We will discuss two types of problems:

  • Regression
  • Multiclass classification

We won't be discussing binary classification explicitly. Most of the discussion about neural networks apply to both classes of problems. There are a handful of places where the network has to be specified differently for regression and classification. Watch out for these instances.

Notation

Scalars will be represented using normal font, lower-case letters. Vectors will be represented using bold font, lower-case letters. Matrices will be represented using bold font, upper-case letters. When indexing elements of a vector or a matrix, normal font will be used, but the case will be inherited from the object that is being indexed.

  • \(a\): scalar

  • \(\boldsymbol{a}\): vector

  • \(\boldsymbol{A}\): matrix

\(a_i\): \(i^{\text{th}}\) component of the vector and \(A_{ij}\): \(j^{th}\) element in the \(i^{\text{th}}\) row of the matrix. Indices are used minimally as most of the equations are vectorized.

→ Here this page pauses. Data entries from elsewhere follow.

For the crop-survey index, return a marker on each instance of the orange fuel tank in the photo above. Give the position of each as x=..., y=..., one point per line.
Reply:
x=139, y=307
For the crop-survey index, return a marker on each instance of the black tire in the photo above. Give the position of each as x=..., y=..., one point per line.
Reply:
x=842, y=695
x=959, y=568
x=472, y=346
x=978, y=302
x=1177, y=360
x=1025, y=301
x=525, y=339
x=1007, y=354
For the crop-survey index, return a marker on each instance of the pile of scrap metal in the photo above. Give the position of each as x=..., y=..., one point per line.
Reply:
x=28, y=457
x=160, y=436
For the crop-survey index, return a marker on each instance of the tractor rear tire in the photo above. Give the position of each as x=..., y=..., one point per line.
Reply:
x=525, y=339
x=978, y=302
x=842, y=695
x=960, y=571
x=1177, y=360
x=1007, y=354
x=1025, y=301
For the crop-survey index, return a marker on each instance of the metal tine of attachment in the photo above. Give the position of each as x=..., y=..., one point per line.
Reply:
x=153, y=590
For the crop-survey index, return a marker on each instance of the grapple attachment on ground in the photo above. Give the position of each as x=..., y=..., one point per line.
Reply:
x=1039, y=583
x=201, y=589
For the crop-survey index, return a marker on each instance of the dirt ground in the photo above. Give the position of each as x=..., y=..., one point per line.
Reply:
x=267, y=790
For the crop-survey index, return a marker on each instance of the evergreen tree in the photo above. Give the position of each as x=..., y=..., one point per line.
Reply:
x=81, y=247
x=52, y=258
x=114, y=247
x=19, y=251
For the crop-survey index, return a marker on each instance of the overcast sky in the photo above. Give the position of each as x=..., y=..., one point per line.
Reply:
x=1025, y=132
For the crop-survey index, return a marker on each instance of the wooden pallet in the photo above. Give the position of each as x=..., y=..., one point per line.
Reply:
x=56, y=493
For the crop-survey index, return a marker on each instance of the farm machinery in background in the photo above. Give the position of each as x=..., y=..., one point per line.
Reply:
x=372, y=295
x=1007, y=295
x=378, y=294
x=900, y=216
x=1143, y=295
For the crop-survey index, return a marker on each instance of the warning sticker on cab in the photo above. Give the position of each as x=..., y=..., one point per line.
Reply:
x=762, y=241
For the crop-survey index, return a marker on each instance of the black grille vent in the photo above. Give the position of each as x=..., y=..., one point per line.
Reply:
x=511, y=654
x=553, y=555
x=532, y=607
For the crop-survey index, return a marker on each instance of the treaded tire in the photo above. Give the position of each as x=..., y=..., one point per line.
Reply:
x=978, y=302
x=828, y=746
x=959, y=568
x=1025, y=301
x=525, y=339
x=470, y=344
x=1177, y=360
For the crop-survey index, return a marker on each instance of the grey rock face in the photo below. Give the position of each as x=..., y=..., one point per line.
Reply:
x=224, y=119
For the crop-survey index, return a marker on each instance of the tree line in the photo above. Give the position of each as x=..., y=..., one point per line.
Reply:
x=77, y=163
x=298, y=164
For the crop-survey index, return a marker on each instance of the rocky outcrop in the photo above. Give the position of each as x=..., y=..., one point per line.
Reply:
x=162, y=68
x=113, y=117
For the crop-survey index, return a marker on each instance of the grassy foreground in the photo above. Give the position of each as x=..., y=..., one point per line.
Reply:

This is a convention that we will largely stick to. But we might have to override them in a few occasions. In such situations, the nature of the object should be inferred from the context.

Data

The data-matrix is \(\boldsymbol{X}\):

  • size: \(n \times m\)
  • \(n\) data-points
  • \(m\) features

The data-matrix is common to both problems. Labels are represented differently in the case of regression and classification:

Regression

The predicted labels for regression is \(\boldsymbol{y}\), a vector of real numbers:

  • size: \(n\)
  • \(n\) data-points
  • single target corresponding to each point

Multiclass Classification

The one-hot matrix of labels for a multiclass classification problem is \(\boldsymbol{Y}\):

  • size: \(n \times k\)
  • \(n\) data-points
  • \(k\) classes

Each row of the matrix is a one-hot vector.